BACKGROUND: Early identification of bipolar disorder (BD) provides an important opportunity for timely intervention. In this study, we aimed to develop machine learning models using large-scale electronic health record (EHR) data including clinical notes for predicting early-onset BD. METHODS: Structured and unstructured data were extracted from the longitudinal EHR of the Mass General Brigham health system. We defined three cohorts aged 10-25 years: (1) the full youth cohort (N = 300,398)
(2) a subcohort defined by having a mental health visit (N = 105,461)
and (3) a subcohort defined by having a diagnosis of mood disorder or ADHD (N = 35,213). By adopting a prospective landmark modeling approach that aligns with clinical practice, we developed and validated a range of machine learning models, across different cohorts and prediction windows. RESULTS: We found the two tree-based models, random forests (RF) and light gradient-boosting machine (LGBM), achieving good discriminative performance across different clinical settings (area under the receiver operating characteristic curve 0.76-0.88 for RF and 0.74-0.89 for LGBM). In addition, we showed comparable performance can be achieved with a greatly reduced set of features, demonstrating computational efficiency can be attained without significant compromise of model accuracy.

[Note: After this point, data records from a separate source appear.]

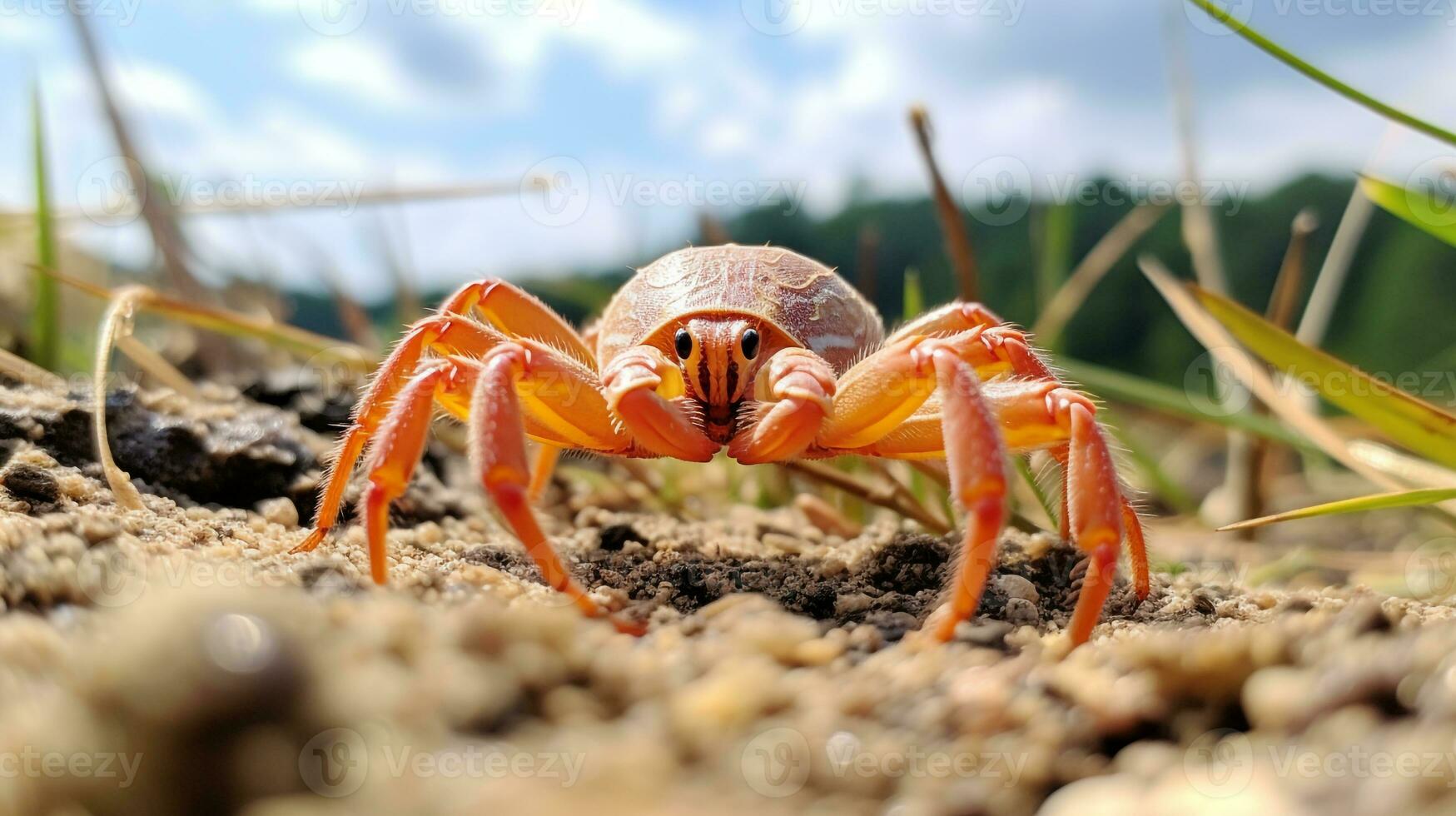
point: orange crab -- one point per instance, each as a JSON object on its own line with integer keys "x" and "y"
{"x": 756, "y": 349}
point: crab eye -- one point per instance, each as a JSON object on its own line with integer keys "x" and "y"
{"x": 750, "y": 344}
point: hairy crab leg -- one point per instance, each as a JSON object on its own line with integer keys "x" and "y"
{"x": 499, "y": 452}
{"x": 643, "y": 388}
{"x": 882, "y": 391}
{"x": 519, "y": 314}
{"x": 977, "y": 464}
{"x": 795, "y": 391}
{"x": 542, "y": 468}
{"x": 440, "y": 331}
{"x": 948, "y": 320}
{"x": 398, "y": 448}
{"x": 1096, "y": 509}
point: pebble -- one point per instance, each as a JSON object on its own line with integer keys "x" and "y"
{"x": 31, "y": 484}
{"x": 1018, "y": 588}
{"x": 280, "y": 512}
{"x": 1021, "y": 612}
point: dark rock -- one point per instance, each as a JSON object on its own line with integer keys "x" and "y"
{"x": 31, "y": 484}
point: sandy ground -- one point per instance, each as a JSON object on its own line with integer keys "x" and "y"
{"x": 178, "y": 659}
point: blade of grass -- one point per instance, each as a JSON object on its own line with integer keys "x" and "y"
{"x": 1219, "y": 343}
{"x": 1053, "y": 241}
{"x": 1359, "y": 505}
{"x": 1280, "y": 312}
{"x": 23, "y": 371}
{"x": 913, "y": 296}
{"x": 880, "y": 495}
{"x": 1289, "y": 58}
{"x": 1160, "y": 483}
{"x": 46, "y": 320}
{"x": 952, "y": 227}
{"x": 1404, "y": 417}
{"x": 1091, "y": 270}
{"x": 1411, "y": 470}
{"x": 1419, "y": 209}
{"x": 1049, "y": 506}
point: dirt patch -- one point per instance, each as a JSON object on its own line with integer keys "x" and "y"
{"x": 781, "y": 672}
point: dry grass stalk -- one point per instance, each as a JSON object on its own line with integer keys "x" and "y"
{"x": 952, "y": 227}
{"x": 117, "y": 322}
{"x": 880, "y": 495}
{"x": 1280, "y": 312}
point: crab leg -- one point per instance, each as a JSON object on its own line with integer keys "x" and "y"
{"x": 396, "y": 450}
{"x": 443, "y": 331}
{"x": 499, "y": 452}
{"x": 1096, "y": 509}
{"x": 977, "y": 465}
{"x": 882, "y": 391}
{"x": 519, "y": 314}
{"x": 948, "y": 320}
{"x": 542, "y": 468}
{"x": 643, "y": 388}
{"x": 795, "y": 391}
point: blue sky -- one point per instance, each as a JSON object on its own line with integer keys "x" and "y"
{"x": 641, "y": 111}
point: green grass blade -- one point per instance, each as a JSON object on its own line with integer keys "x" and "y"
{"x": 1055, "y": 256}
{"x": 1409, "y": 420}
{"x": 1289, "y": 58}
{"x": 46, "y": 320}
{"x": 1419, "y": 209}
{"x": 1043, "y": 499}
{"x": 913, "y": 296}
{"x": 1165, "y": 400}
{"x": 1360, "y": 505}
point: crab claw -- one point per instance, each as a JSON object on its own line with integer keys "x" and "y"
{"x": 641, "y": 385}
{"x": 795, "y": 391}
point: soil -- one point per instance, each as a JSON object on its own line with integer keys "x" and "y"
{"x": 180, "y": 659}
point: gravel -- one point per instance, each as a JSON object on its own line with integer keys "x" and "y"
{"x": 178, "y": 659}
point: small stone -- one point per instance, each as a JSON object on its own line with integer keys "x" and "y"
{"x": 280, "y": 512}
{"x": 1021, "y": 612}
{"x": 783, "y": 542}
{"x": 31, "y": 484}
{"x": 983, "y": 633}
{"x": 614, "y": 536}
{"x": 1275, "y": 697}
{"x": 1018, "y": 588}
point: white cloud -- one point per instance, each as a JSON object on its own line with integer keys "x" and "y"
{"x": 359, "y": 67}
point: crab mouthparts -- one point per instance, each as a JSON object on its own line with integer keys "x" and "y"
{"x": 719, "y": 423}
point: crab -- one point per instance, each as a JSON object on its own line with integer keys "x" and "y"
{"x": 754, "y": 349}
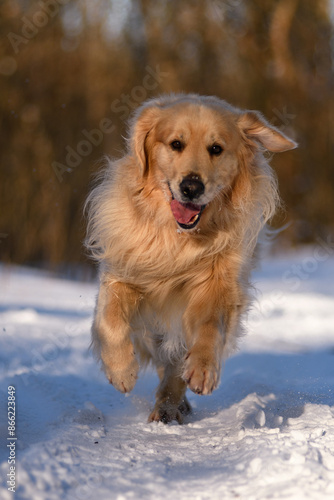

CONCLUSIONS: Good discriminative performance for models predicting early-onset BD can be achieved utilizing large-scale EHR data. Our study offers a scalable and accurate method for identifying youth at risk for BD that could help inform clinical decision-making and facilitate early intervention. Future work includes evaluating the portability of our approach to other healthcare systems and exploring considerations regarding possible implementation.